С того дня я стала у нее бывать. Сначала она изучала меня, давала мне разные документы, письма и смотрела, что я буду с ними делать. Спустя время она призналась, что в начале приняла меня за какую-то журналистку, которая от нечего делать путешествует по квартирам Лаврушинского.

Поезд

К разговору о ташкентском поезде, на котором Мария Иосифовна ехала со всеми вместе, мы подошли не сразу. Некоторое время крутились вокруг. Она рассказывала картинками. Вот Эйзенштейн в купе сидит и рисует смешные непристойные шаржи, вот Любовь Орлова договаривается с машинистами на каждой станции, чтобы поезд подолгу не стоял. А в другую сторону идут составы с оружием, жмутся друг к другу бойцы на продуваемых открытых платформах. Здесь шубки, шляпки, пестрота чемоданов с иностранными наклейками. Как всё это раздражало Марию Иосифовну! Как она хотела кинуться назад в Москву, защищать город от немцев! Но на руках двухмесячный младенец, который нуждался в ней, и крик мужа через все фронты: «Сохрани сына!» И почти в каждом письме он прибавлял: «Трусу и беглецу Луговскому привета не передавай».

Владимир Луговской. 1940

Луговской появился в Москве в начале июля. Он прихрамывал, опирался на палку, все время ходил в военной форме, в запыленных сапогах. Когда Мария Иосифовна встретила его в таком виде в третий раз, она не выдержала и закричала:

– Володя! Сними наконец сапоги!

Его историю можно было бы назвать трагикомической, если бы речь шла не о войне. Он давно примерял на себя маску поэта-воина. Запрещенный Гумилев был его кумиром с юношеских лет. Поэтическое вдохновение питали жаркие пограничные рейды в Средней Азии в погоне за басмачами или псевдоосвободительные походы по Прибалтике и Западной Украине. Всё это было приключением, которое не заканчивалось, оно превращалось в барабанный бой стихов, который наперебой повторяли его студенты – Симонов, Долматовский, Маргарита Алигер. Он был для них примером мужества и храбрости. И он честно 24 июня отправился к предписанному Союзом писателей месту службы – редакции фронтовой газеты в Пскове. Место это уже содрогалось от бомбежек, немцы занимали западные области. Открывшееся его взгляду было диаметрально противоположно его представлению о войне: бегущие войска и груды перекореженного железа, трупы женщин и детей. И непрерывные бомбовые удары, от которых некуда было деться.

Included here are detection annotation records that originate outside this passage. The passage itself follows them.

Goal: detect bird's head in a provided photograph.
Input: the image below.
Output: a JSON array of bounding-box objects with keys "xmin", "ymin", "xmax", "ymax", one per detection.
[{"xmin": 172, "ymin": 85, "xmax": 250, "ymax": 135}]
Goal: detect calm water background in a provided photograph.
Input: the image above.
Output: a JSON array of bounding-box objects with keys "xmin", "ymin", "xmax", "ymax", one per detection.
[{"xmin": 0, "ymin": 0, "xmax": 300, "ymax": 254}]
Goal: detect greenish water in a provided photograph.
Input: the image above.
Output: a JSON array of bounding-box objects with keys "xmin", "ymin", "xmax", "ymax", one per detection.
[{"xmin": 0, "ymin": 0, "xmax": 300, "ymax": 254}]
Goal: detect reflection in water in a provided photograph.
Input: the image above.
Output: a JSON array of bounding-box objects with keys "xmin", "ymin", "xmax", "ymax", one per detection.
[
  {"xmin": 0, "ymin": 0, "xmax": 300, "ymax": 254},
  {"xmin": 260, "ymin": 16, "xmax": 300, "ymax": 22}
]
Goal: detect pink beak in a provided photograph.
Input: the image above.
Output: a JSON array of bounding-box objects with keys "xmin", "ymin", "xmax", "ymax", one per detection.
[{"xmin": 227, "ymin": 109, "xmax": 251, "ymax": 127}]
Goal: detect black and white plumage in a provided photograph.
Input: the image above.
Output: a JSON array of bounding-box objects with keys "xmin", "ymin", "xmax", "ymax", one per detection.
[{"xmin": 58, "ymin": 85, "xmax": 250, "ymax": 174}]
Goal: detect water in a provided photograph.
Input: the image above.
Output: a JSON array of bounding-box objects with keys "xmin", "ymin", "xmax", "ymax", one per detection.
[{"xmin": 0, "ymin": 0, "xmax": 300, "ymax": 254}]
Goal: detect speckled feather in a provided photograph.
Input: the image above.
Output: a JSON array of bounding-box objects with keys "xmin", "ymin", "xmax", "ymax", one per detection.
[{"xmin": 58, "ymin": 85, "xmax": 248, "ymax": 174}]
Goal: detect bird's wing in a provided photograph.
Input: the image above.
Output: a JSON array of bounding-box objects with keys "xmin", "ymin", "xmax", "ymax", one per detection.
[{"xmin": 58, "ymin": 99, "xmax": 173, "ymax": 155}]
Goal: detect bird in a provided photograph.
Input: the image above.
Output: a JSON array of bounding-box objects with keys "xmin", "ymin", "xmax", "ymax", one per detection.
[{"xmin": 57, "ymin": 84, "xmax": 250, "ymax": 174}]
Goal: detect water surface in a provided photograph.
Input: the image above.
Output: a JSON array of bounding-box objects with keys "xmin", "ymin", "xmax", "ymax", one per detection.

Мария Иосифовна вспоминала, что в поезде он все время хотел с ней говорить. Она предполагала, что из-за Тарасенкова – тот был его старинным приятелем по журналу «Знамя», с первых дней войны – на фронте. Луговскому было бесконечно стыдно перед ней. Он много раз возвращался к истории своего «бегства». Всё пытался ей объяснить, что та катастрофа, когда он увидел не войну, а настоящий ад, изменила его абсолютно. Он не знал, что делать дальше, как ему быть с собой таким, каким он стал. Но теперь в его словах не было наигрыша, актерства. Тут надо добавить в его защиту, что он был комиссован, признан больным.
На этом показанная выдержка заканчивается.